4La contribution de Gérald Berthoud, Le Métissage de la pensée, dont nous avons tiré le
titre général de ce Cahier, prolonge notre problématique et nous rappelle que les
« développeurs » devraient, sans le moindre doute, et avant toute chose, avoir une vue
claire sur leur manière de penser le monde pour échapper à la fois à une représentation
réductrice de nous-mêmes et des autres. Pour ce faire, encore faudrait-il s’imposer une
démarche comparative, certes difficile, mais seule à même d’éviter les pièges d’un
universalisme vide et d’un réalisme ambigu.
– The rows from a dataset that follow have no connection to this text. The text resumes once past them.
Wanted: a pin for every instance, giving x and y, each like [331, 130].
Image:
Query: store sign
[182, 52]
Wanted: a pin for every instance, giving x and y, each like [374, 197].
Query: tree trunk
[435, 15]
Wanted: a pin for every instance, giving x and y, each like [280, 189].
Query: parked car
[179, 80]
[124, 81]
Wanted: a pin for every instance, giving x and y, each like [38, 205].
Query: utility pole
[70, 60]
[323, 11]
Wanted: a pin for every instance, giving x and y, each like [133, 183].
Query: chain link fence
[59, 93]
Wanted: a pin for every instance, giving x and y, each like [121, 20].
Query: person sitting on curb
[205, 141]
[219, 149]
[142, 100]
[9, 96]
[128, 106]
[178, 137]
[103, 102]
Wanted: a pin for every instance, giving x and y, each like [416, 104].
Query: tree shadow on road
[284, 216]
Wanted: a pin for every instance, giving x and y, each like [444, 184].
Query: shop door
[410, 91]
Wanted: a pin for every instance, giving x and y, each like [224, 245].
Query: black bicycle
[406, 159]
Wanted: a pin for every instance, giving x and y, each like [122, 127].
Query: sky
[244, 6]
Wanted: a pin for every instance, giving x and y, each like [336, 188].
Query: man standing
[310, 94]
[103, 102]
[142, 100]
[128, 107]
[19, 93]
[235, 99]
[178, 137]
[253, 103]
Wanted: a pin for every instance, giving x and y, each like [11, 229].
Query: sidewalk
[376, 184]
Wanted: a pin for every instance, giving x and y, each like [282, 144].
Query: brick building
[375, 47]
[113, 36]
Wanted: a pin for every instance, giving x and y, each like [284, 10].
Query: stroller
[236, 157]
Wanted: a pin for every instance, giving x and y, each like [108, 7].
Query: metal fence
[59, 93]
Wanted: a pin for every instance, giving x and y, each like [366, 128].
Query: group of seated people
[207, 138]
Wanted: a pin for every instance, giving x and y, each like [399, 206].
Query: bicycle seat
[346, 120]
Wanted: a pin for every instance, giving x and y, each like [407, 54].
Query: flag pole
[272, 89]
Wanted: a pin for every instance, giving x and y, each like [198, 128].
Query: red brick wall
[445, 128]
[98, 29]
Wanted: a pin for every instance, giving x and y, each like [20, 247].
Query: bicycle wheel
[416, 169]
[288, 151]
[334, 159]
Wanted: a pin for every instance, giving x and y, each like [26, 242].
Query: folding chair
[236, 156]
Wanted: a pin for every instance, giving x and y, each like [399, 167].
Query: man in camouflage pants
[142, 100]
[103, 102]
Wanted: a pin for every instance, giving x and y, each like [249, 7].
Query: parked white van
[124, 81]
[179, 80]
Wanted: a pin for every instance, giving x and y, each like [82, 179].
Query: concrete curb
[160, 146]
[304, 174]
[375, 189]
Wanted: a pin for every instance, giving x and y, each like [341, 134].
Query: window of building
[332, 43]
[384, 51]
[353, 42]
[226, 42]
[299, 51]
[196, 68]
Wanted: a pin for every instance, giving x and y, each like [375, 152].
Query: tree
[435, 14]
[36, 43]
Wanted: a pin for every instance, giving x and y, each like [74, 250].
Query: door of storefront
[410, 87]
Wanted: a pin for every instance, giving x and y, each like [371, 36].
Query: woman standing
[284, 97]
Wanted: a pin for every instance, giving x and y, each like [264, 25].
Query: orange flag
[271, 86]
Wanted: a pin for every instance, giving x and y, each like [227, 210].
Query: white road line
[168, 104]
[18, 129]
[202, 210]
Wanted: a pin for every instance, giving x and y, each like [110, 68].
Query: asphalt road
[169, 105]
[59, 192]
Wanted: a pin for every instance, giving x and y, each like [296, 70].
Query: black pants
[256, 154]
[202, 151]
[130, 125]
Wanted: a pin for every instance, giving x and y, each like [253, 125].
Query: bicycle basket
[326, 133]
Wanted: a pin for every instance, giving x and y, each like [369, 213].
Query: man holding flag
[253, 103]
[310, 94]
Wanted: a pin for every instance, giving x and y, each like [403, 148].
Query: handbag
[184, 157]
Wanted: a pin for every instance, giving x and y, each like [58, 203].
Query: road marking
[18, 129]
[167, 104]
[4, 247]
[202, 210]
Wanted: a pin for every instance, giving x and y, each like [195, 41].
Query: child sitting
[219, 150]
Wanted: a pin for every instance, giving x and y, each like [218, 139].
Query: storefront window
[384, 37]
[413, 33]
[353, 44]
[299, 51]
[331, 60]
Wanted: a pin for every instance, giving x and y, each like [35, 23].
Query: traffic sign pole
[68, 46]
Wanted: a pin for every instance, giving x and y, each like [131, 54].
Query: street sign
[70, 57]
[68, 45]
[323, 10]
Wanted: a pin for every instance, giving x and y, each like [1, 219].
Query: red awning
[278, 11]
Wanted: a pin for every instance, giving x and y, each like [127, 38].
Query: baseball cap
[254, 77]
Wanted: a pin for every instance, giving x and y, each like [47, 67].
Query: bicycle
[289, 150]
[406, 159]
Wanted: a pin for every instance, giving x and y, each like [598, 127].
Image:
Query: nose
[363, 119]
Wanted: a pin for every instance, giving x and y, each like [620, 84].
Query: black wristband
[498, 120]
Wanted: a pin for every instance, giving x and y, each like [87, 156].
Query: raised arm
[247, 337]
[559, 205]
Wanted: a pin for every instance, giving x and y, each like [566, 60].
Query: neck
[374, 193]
En bref, tous ceux qui sont confrontés
d’une manière ou d’une autre à la pluralité des sociétés et des cultures devraient
incarner une « pensée en mouvement » et tendre vers « une conscience réfléchie ».
5Pierre-Yves Jacopin resitue le débat introduit par l’article original de Horton autour de
la disparité qui sépare les conceptions épistémologiques ou philosophiques anglo-
saxonnes et françaises ou « continentales ». Il critique la comparaison des modes de
pensée selon leur contenu et montre qu’on ne saurait étudier les conceptions du
monde, les modes de pensée et les représentations sociales en les abstrayant de leurs
formes : mythes, contes, rites, formules magiques, cérémoniels de sorcellerie etc... Il
introduit finalement le concept de « parole » tant individuelle que sociale en l’appliquant
à ces diverses formes de connaissance et de savoir.
7Le philosophe africain Paulin Hountondji, lui, ouvre le feu sur l’excès d’occidentalisme,
d’élitisme et d’idéalisme de l’ethnophilosophie africaine et de son subjectivisme intello-
bourgeois. N’y a-t-il pas là une dépréciation de la pensée populaire, de la pensée
spontanée des masses ? Sous une forme critique en plusieurs points, Hountondji
réinvestit le discours philosophique par la prise de conscience de la responsabilité
qu’ont les Africains d’aujourd’hui à se penser avec rigueur dans une sociologie des
représentations collectives qui ne fasse pas l’apologie mais la critique de « l’impensé
collectif », de la « pensée muette » et des relations réciproques dans la vie des groupes
avec la lucidité qui doit être la première condition de la liberté.